Et, même si mes mots pleurent encore, ils resteront en vie. Ils naîtront et renaîtront sans fin. Ils continueront à hurler les envies autant que les douleurs. Dans un enfantement déchirant pour mettre au monde l'espoir de vivre encore. Mes mots s'en iront se perdre au loin pour semer la vie. Etincelles disséminées çà et là au hasard. Pour redonner des envies. Pour réveiller des désirs. Pour allumer des brasiers propices à l'amour.

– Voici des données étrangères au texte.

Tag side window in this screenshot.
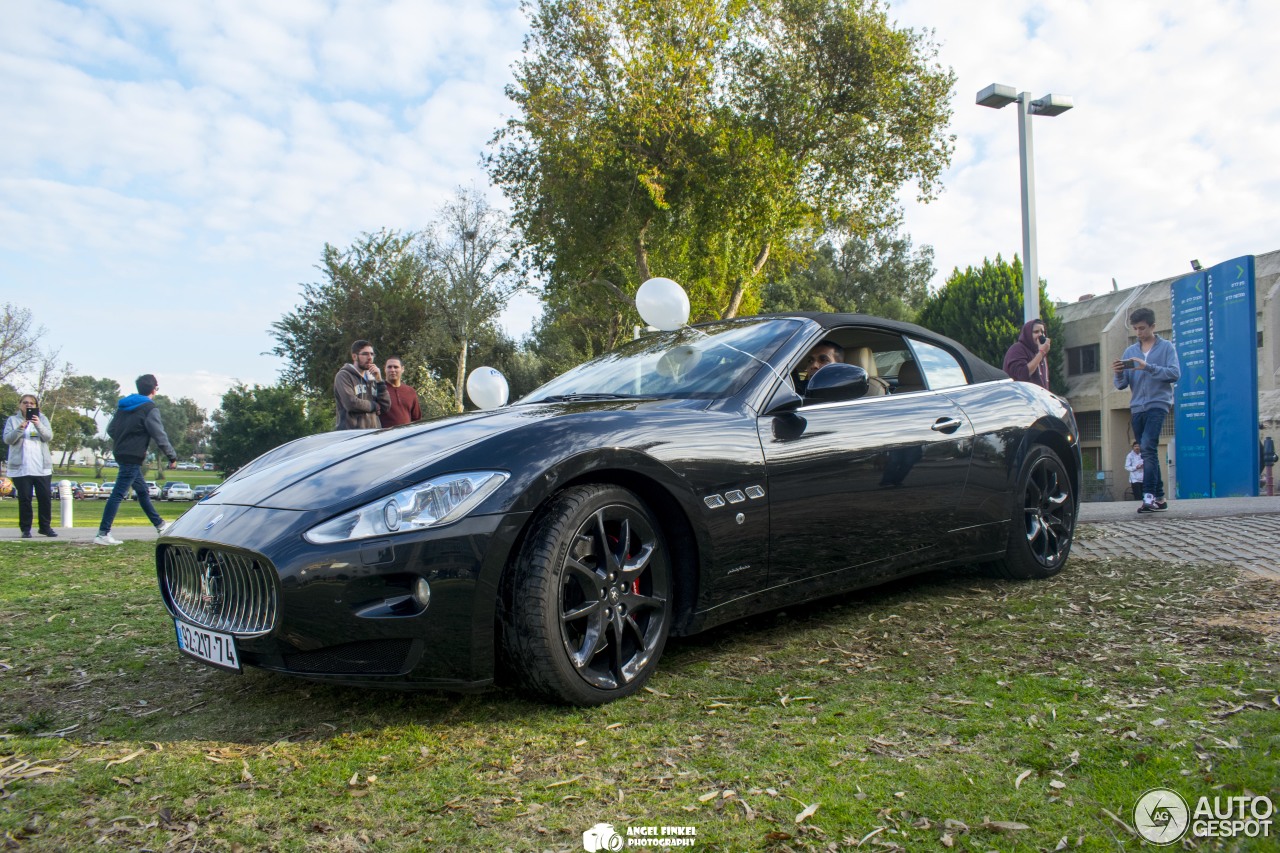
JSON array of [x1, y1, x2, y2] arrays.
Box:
[[911, 338, 969, 391]]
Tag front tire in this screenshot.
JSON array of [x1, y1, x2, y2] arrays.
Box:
[[993, 446, 1075, 579], [503, 484, 672, 706]]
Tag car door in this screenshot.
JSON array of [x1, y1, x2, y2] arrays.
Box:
[[758, 333, 974, 589]]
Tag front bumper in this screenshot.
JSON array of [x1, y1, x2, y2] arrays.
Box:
[[156, 502, 529, 689]]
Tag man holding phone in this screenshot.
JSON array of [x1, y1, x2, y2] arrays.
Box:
[[1111, 307, 1183, 512], [1004, 318, 1052, 388]]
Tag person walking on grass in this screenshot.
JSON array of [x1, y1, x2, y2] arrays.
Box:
[[1111, 307, 1183, 512], [4, 394, 58, 539], [93, 373, 178, 544]]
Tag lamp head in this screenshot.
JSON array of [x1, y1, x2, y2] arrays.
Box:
[[1029, 95, 1075, 117], [978, 83, 1018, 110]]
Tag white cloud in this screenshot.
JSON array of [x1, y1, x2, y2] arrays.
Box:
[[893, 0, 1280, 300]]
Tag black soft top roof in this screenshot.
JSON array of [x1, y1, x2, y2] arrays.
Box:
[[759, 311, 1009, 383]]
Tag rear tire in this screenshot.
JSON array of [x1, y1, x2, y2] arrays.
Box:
[[992, 446, 1075, 579], [502, 484, 672, 706]]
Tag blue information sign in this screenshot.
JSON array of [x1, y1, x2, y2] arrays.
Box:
[[1206, 256, 1258, 497], [1170, 256, 1258, 498], [1169, 273, 1212, 498]]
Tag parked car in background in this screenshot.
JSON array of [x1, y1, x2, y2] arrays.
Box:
[[51, 480, 84, 501], [164, 483, 196, 501], [156, 313, 1083, 706]]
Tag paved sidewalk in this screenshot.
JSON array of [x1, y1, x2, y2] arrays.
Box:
[[10, 497, 1280, 580], [0, 521, 160, 546], [1071, 497, 1280, 580]]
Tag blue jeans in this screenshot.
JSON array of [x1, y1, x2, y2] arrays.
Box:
[[97, 462, 164, 527], [1133, 409, 1169, 501]]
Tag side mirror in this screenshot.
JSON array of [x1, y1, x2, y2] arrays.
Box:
[[804, 364, 870, 402]]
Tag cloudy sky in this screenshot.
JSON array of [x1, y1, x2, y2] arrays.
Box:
[[0, 0, 1280, 407]]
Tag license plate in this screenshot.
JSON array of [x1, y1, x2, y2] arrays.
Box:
[[173, 619, 241, 672]]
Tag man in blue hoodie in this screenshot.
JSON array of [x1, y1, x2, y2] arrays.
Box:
[[1111, 309, 1183, 512], [93, 373, 178, 544]]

Même si mes mots sont encore douloureux, ils sauront retrouver la joie. Ils iront chercher l'allégresse. Ils répandront la paix. Pour favoriser la réconciliation. Pour ramener vers chacun l'idée de la fraternité.
Même si mes mots contiennent encore le désespoir de l'horreur, ils gardent en eux l'espoir que l'amour continue d'exister. Mes portent en eux la foi, la croyance inébranlable que l'amour et la vie peuvent encore triompher.
Même si mes mots sont encore tristes, ils retrouveront la gaieté pour offrir des sourires et peut-être des rires. Musiques légères et cristallines qui symbolisent le bonheur et la vie.
Même si mes mots sont encore endeuillés, ils resteront quoi qu'il advienne porteurs de vie. Ils garderont l'envie. Ils resteront ceux du désir de vie.